Red Hat CEO Matthew Szulik picked up the thread in his subsequent remarks.

"In my almost 20 years in open source software, [vendors] have always been respectful of intellectual property. This is not a renegade mentality," he said.

"Patents are a relatively new idea in the software industry. I'd argue the focus should be on innovation, not patents."

Some of this crowd, known for varying degrees of hostility towards Microsoft, finds it infuriating that Microsoft, for all its talk about software innovation, appears again to be leaning towards litigation to secure its power base. One attendee pointed to the company's nudging of U.S. antitrust authorities to look into Google's acquisition of DoubleClick as the "height of chutzpah," given that Microsoft itself has been adjudged to be a monopoly.

One former Red Hat employee said Red Hat itself is very worried about Microsoft's statements, given Microsoft's existing, and highly controversial, agreement with Novell.

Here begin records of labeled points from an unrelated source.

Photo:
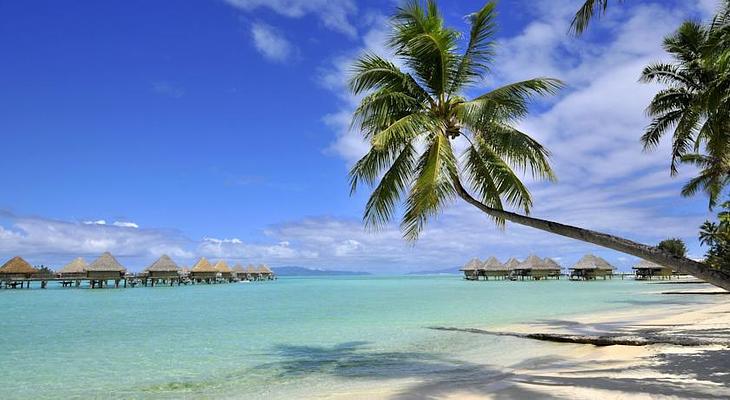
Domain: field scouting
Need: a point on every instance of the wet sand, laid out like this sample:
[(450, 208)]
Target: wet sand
[(546, 370)]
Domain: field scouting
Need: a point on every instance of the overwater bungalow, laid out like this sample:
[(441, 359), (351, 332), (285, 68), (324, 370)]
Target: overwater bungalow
[(551, 268), (203, 271), (494, 269), (238, 272), (590, 267), (223, 269), (648, 270), (76, 269), (471, 269), (251, 273), (536, 268), (104, 269), (165, 270), (16, 271), (265, 273)]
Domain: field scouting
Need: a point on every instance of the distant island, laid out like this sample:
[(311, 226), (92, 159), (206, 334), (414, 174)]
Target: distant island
[(445, 271), (302, 271)]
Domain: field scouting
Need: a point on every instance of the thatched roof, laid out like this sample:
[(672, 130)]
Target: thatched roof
[(532, 262), (264, 269), (106, 263), (472, 265), (589, 261), (17, 265), (492, 264), (163, 264), (549, 263), (512, 263), (222, 266), (76, 266), (643, 264), (203, 266)]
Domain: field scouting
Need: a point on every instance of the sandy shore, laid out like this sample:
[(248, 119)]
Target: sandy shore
[(545, 370)]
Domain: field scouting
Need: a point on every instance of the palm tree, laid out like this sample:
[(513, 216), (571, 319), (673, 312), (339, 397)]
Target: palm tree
[(413, 115), (588, 11), (694, 106)]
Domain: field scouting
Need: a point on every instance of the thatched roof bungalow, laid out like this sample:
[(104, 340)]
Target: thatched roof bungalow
[(163, 268), (17, 268), (223, 268), (74, 269), (591, 267), (648, 270), (265, 272), (471, 269), (203, 270), (251, 272), (493, 268), (512, 264), (535, 267), (105, 267), (238, 271)]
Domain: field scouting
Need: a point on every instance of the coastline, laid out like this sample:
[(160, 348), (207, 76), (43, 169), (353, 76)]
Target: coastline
[(547, 370)]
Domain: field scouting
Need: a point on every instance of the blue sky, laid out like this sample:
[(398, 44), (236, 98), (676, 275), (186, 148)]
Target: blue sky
[(218, 128)]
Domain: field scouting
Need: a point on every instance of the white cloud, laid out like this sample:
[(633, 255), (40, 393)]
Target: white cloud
[(125, 224), (349, 143), (97, 222), (58, 241), (606, 181), (333, 14), (270, 42)]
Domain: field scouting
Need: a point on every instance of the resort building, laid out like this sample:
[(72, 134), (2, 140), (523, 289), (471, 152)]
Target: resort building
[(535, 268), (471, 269), (165, 270), (251, 273), (103, 269), (648, 270), (74, 269), (494, 269), (265, 273), (15, 271), (224, 270), (591, 267), (512, 264), (238, 272), (203, 271)]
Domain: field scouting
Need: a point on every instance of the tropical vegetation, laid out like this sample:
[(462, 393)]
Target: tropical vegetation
[(415, 113), (695, 105), (675, 246), (589, 10), (716, 235)]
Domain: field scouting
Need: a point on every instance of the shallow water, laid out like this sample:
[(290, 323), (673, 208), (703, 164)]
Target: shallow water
[(295, 337)]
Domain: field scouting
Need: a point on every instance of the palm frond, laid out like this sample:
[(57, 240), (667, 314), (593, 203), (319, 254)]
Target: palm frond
[(383, 201), (432, 188), (477, 57)]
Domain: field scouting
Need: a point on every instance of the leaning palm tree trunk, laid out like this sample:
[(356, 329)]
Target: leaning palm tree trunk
[(681, 264)]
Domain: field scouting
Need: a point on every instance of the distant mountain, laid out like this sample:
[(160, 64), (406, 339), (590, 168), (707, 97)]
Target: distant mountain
[(302, 271), (445, 271)]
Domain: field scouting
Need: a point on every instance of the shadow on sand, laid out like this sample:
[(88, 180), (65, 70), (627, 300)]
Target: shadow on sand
[(436, 376)]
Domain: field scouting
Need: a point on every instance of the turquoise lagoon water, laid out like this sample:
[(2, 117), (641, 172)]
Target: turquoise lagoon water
[(292, 338)]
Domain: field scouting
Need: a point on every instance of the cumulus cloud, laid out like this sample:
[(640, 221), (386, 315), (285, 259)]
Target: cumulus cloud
[(56, 241), (606, 181), (333, 14), (270, 42)]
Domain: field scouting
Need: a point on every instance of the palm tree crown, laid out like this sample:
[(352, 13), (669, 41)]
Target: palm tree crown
[(413, 115), (695, 104)]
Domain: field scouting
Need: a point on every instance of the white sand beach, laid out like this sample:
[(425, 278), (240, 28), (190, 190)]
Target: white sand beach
[(546, 370)]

"The open source community is very large and amorphous. So, Microsoft will have to focus its attention on specific companies, projects and/or individuals. So, it would be useful for companies who think they are at risk of being in the cross hairs [of a suit] to discover and compare intellectual property portfolios. The best solution... having something in your portfolio to negotiate a "cross licensing" agreement with," he noted.

Where rubber hits the road, however, at least one open-source-oriented VAR says customers aren't even asking about the patent issue, which he feels will never come to much beyond FUD.

"Microsoft and the open source guys know if they go down this [patent litigation] path, it will be mutually assured destruction. No one will win. This stuff is too entrenched and customers will not stand for it," said Tony Awtrey, vice president of integration services for Ideal Associates, an Orlando-based solution provider.

For his part, Szulik said Microsoft's recent actions only show it's feeling the open source pain. Quoting Mohandas Gandhi, Szulik said "First, they ignore you, then they laugh at you, then they fight you. Then you win."